Epsilon-Delta proof is a method of proving mathematical statements related to limits, continuity, and convergence. It is an important concept in calculus and real analysis.

The essence of an Epsilon-Delta proof is to show that a given limit exists, by finding a value of delta that corresponds to a given epsilon.

An Epsilon-Delta proof can be written in the form of:

For all ε > 0, there exists a δ > 0 such that |x - c| < δ implies |f(x) - L| < ε.

Where:

• ε is a small positive number, representing the allowable error or tolerance.
• δ is a small positive number, representing the distance from the point c over which the function f(x) is to be examined.
• c is the limit point where x is approaching.
• L is the limit of f(x) as x approaches c.
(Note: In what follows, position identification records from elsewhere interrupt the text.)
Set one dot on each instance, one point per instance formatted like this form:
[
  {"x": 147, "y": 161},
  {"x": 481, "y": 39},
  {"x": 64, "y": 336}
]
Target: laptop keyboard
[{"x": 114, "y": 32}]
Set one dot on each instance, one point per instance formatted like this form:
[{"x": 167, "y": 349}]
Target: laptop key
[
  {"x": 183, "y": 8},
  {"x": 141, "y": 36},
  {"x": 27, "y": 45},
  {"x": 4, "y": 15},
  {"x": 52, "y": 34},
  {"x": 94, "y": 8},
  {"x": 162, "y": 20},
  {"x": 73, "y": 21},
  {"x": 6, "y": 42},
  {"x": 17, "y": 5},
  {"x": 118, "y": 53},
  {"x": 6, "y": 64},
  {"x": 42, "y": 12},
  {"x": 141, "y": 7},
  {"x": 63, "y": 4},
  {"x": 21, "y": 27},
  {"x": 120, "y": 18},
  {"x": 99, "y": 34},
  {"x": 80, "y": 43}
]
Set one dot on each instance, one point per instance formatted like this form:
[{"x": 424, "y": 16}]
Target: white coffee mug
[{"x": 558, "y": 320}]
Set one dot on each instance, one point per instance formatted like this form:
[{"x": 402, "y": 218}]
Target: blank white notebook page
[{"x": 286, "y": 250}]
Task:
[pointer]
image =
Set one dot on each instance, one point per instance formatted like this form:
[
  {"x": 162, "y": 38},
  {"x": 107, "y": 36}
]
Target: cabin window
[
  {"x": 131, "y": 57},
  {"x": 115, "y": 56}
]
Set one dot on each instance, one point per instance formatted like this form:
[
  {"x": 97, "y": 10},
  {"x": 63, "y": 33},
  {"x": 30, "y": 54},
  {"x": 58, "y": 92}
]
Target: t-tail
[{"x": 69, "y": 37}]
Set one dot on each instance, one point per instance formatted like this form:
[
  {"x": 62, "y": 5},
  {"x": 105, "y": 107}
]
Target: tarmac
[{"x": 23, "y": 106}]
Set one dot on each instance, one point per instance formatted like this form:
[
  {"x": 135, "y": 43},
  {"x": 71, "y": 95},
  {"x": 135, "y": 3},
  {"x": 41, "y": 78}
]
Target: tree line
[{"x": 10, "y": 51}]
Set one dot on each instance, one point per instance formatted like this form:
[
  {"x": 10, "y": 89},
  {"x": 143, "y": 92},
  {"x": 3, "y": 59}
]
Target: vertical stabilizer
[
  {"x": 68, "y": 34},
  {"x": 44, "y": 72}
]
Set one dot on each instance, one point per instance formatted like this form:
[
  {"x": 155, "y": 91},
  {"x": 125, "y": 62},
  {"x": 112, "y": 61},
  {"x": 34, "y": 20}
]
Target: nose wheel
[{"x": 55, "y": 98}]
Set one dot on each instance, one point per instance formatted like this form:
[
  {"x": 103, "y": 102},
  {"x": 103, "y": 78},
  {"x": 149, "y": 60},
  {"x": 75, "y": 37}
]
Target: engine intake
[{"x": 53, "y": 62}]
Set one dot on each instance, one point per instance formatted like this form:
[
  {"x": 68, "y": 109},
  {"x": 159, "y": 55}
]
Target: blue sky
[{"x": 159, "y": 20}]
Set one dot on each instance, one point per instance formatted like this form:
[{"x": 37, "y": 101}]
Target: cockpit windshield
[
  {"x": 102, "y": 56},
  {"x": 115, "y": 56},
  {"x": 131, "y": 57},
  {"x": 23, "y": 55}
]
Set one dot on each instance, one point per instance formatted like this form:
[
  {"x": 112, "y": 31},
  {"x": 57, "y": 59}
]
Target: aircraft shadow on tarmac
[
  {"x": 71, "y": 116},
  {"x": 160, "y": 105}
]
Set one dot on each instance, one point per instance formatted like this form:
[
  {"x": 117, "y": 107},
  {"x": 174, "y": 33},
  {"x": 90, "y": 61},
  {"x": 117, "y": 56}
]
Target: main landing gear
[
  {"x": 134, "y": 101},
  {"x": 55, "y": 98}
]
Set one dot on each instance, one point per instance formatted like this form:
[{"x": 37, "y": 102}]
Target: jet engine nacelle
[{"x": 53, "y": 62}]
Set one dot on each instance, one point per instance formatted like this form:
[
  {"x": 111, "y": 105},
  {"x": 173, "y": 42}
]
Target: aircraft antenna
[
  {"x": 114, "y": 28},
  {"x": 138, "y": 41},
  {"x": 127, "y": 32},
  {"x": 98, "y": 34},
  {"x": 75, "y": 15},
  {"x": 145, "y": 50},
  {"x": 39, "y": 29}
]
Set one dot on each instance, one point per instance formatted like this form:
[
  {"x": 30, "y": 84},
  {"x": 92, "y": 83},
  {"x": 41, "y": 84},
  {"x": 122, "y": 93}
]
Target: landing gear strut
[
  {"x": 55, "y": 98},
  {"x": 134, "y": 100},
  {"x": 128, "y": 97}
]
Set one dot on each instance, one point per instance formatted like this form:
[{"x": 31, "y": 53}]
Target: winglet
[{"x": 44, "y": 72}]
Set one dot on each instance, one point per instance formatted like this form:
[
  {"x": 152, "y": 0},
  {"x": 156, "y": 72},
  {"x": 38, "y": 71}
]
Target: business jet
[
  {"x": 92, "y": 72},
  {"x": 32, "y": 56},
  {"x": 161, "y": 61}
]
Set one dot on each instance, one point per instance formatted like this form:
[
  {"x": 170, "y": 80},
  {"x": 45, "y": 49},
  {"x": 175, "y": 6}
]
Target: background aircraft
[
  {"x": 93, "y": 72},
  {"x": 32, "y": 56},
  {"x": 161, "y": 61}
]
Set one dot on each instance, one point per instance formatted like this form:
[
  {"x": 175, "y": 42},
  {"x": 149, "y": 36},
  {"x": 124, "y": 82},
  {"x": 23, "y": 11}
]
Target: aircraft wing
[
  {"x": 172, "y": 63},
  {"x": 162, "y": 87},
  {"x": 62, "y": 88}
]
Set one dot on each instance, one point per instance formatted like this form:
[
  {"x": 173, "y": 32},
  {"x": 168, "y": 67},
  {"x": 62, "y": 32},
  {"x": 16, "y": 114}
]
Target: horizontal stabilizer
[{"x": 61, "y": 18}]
Let's take an example of an Epsilon-Delta proof for the limit of a function f(x) = 2x + 3, as x approaches 2.

## Example Epsilon-Delta Proof

We want to show that the limit of the function f(x) = 2x + 3, as x approaches 2, is 7.

We start by assuming ε > 0, and we want to find a δ that satisfies

| x - 2 | < δ => | (2x + 3) - 7 | < ε.

To simplify the right-hand side of the inequality, we can rewrite it as:

2 | x - 2 | < ε.

Let δ = ε / 2, then we have:

| x - 2 | < δ => 2 | x - 2 | < 2 δ.

Substituting δ with ε / 2, we get:

2 | x - 2 | < ε / 2 * 2 = ε.

Which means that the limit of the function f(x) = 2x + 3, as x approaches 2, is indeed 7.

In summary, an Epsilon-Delta proof is a rigorous mathematical method of proving that a limit exists, by finding a suitable value of delta that corresponds to a given epsilon. It is an essential concept in calculus and real analysis that helps in understanding the convergence and continuity of functions.